Meditation is something I’ve done on and off for over the past 10-15 years, but in the last two years I’ve become much more persistent in the practice. I’ve been intending on writing much more on it, however, it’s something that’s hard to describe to those who haven’t done it. Meditation often conjures thoughts of monks sitting in lotus position, chanting, etc. While there is a reason lotus position is often used (I personally prefer Seiza position while sitting on a zafu to help with posture and reduce strain on my knees and ankles), it’s not necessary and there are a variety of ways you can sit. Simply sitting in a chair will do just as well; some people do it while lying… you just have to be mindful not to fall asleep!
What fascinates me is how modern science has been studying the benefits of meditation; and how it’s showing that it doesn’t even require hours and hours a day to provide those benefits. Researchers at the University of Wisconsin-Stout designed an experiment to test how quickly meditation could change people’s brain patterns. 11 participants “were offered two half-hour sessions a week, and encouraged to practice as much as they could between sessions, but there wasn’t any particular requirement for how much they should practice.” After five weeks, during which each person meditated for an average of seven hours, distinct changes in brain patterns emerged. More activity was measured in the left frontal lobe of the brain, an area often associated with positive emotion.
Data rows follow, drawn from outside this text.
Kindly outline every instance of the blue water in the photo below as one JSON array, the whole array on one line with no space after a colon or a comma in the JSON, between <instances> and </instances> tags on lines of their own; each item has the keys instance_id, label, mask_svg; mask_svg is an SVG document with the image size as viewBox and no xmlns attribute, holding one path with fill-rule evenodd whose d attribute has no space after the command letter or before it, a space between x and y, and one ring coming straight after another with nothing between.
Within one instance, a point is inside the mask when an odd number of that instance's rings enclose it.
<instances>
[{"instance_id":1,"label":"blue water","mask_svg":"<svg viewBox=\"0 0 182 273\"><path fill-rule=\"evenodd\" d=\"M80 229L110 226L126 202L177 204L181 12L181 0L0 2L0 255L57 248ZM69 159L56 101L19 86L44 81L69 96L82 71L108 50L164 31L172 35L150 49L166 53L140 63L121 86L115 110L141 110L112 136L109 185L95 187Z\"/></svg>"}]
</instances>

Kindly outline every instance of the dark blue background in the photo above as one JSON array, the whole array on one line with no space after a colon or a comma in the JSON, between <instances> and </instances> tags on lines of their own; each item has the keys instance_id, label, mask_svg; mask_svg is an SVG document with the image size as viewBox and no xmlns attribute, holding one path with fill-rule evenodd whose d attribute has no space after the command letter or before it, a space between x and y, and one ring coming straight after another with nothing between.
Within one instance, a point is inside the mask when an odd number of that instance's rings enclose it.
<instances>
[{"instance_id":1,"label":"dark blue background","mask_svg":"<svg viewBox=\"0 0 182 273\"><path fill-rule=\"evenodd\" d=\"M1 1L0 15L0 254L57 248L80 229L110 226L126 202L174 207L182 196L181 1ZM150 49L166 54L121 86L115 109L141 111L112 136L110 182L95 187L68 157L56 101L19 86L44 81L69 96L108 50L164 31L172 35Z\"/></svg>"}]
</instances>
The shift in people’s brain activity “was clearly evident even with a small number of subjects,” says Christopher Moyer, one the study’s coauthors at the University of Wisconsin-Stout. “If someone is thinking about trying meditation and they were thinking, ‘It’s too big of a commitment, it’s going to take too much rigorous training before it has an effect on my mind,’ this research suggests that’s not the case.’ For those people, meditation might be worth a try, he says. ‘It can’t hurt and it might do you a lot of good.'” The study implies meditation is likely to create a shift in outlook toward life.